There is an idea that if boys are “overdoing it” then they deserve to get made fun of. It isn’t silly or ignorant to compliment someone or be nice to them. So, what is too much, and why is there even a “too much”?

I guess if a guy totally abandons his other friends for his crush, that wouldn’t be nice; but there are better ways to deal with that situation than making fun of him.

It’s discouraging. It implants insecurity in the mind of a developing teenage boy. It makes them think they are not masculine if they don’t act in any way other than as a tough-guy. It makes them think that they need to hide their emotions.

According to The Children’s Society, a London-based charity, “Growing up should be a time of exploration and expression. Not a time to fit into a predesigned gender-specific box.”

After looking through the interviews with Creek boys, I was surprised with the responses, though.
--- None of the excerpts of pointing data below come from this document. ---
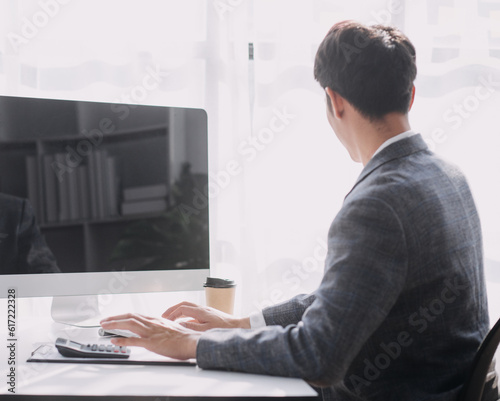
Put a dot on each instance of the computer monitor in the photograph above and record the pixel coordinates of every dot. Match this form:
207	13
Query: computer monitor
119	193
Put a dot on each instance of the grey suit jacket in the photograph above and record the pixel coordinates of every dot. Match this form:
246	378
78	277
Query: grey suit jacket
402	305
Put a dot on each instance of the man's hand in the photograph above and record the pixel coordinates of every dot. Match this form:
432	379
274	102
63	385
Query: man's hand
161	336
204	318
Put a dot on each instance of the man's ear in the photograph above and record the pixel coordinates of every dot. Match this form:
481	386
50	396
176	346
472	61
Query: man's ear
336	102
412	97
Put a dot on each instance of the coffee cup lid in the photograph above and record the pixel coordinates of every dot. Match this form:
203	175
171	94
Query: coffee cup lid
219	283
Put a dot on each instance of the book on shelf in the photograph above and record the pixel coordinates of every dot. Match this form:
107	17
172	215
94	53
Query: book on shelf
144	206
86	191
144	192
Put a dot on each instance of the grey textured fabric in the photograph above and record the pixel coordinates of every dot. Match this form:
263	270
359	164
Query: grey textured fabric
402	305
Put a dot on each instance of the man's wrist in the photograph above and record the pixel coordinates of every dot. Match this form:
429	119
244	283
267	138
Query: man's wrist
244	323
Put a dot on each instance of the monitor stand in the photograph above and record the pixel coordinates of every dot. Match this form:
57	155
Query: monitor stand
81	310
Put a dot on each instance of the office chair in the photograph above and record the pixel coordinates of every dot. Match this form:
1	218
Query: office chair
473	388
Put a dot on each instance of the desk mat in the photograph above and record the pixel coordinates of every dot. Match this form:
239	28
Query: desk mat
47	352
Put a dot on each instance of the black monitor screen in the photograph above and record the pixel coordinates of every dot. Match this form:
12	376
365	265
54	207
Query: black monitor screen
88	186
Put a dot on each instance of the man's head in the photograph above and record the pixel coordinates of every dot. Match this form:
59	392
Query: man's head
372	67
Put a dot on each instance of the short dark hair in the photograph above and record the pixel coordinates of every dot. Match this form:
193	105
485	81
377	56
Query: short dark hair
372	67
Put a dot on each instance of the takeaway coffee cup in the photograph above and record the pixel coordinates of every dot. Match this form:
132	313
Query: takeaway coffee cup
219	294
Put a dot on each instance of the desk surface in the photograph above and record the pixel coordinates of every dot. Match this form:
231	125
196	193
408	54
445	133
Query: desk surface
61	379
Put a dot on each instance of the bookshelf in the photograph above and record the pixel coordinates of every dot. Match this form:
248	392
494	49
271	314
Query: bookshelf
75	161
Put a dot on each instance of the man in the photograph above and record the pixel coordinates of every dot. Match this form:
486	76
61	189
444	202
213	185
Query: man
402	305
22	246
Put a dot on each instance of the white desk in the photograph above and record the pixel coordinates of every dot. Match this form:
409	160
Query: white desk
46	380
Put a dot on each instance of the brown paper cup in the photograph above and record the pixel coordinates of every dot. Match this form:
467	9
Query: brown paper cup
220	293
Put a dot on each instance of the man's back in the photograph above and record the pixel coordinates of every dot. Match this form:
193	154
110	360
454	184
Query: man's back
429	337
402	305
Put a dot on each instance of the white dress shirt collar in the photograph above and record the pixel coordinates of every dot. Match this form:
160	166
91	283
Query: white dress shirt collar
396	138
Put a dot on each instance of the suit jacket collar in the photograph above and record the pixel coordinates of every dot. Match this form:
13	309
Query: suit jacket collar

When asked if this word makes them hesitant to show affection toward a crush in front of their friends, all responded with no.

Frankly, it made me feel optimistic. This is the community I would hope for, one where boys aren’t afraid to be openly interested in the person they like; it is just not the one I see around me.

When I’m out and about, at school and with my peers, I hear simp all the time. It’s possible that since I’m not actively part of these conversations, I could have it wrong. And maybe there is hope for our world after all – maybe this is just people’s public veneer. Maybe my views were too “simp”le.

A place where boys treat everyone kindly. Isn’t that the type of world that we want to live in?

I was raised to think that kindness is the most important skill to have. If everyone is kind.

Expression should be applauded, especially since it is so hard. It’s unexpected, but boys might actually be comfortable with themselves, despite all the jokes.